Sur le site du Hall of Fame de la lutte, on ne trouve qu'un bref résumé du combat : « Au début, Lincoln a commencé à le charrier. Quand Armstrong s'est énervé, Lincoln en a profité pour sauter sur son adversaire et l'éclater au sol. »

Sur le site world of Wrestling, Zach Linder abonde : « La plupart des versions donnent Armstrong perdant, bien qu'il ait tenté d'attraper Lincoln de manière irrégulière au début du combat. A ce moment, Abe a fait honneur à sa réputation d'honnêteté en respectant les règles. Mais cette tentative de triche d'Armstrong a surtout eu le mérite de réveiller les ardeurs de Lincoln, qui a utilisé son allonge supérieure pour étrangler son adversaire et le secouer comme un cocotier. C'est à ce moment que le gang d'Armstrong a commencé à encercler le ring d'un air menaçant. Tout s'est bien terminé après que Lincoln ait menacé de prendre les membres du gang un par un, ce qui les a calmés. Finalement, le match nul a été déclaré, et Armstrong a reconnu qu'Abe était le meilleur gars qu'il ait jamais vu dans la région. »

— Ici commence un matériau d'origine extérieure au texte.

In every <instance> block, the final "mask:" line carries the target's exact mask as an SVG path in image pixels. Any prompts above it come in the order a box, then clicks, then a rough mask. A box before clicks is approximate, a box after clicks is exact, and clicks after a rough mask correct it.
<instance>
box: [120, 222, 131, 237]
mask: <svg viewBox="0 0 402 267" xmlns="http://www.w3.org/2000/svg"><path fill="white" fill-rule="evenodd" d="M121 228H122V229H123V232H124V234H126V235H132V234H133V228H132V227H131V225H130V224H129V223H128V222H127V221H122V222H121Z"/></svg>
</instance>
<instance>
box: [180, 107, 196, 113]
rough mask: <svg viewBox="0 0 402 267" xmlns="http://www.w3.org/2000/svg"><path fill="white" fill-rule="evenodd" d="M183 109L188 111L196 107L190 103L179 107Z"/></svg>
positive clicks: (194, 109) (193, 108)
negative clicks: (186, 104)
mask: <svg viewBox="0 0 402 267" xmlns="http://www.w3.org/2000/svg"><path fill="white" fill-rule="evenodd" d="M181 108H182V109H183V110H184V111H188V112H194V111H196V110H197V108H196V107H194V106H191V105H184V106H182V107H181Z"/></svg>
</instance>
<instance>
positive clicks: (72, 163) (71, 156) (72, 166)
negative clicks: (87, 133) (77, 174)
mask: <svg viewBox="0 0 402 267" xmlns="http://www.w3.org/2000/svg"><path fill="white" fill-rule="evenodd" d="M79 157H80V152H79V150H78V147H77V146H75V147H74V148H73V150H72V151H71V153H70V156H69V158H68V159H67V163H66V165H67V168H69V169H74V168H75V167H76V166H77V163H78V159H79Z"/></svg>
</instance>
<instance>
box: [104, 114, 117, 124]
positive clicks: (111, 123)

La plupart des historiens s'accordent pour dire qu'outre ses qualités physiques, ce sont les ressources mentales et la finesse psychologique de Lincoln qui lui ont permis de sauver sa peau ce jour-là. Parmi eux, Ronald White, encore lui, explique que « Lincoln aurait sûrement dû gagner selon les règles, mais il a accepté le match nul parce qu'il savait que de toute façon, sa performance lui avait fait gagner l'estime du gang. Les gars avaient compris qu'il était le plus fort et le meilleur lutteur. »

Lincoln n'est pas le seul politicien à avoir fait des sports de combat une école pour sa future carrière, voire un marchepied vers le pouvoir. 180 années plus tard, en 2012 précisément, Justin Trudeau avait livré un joli match de boxe contre un sénateur de droite. Sa victoire l'avait rendu populaire, et lui avait permis de se détacher de l'étiquette de fils à papa (son père était Premier ministre du Canada dans les années 70/80).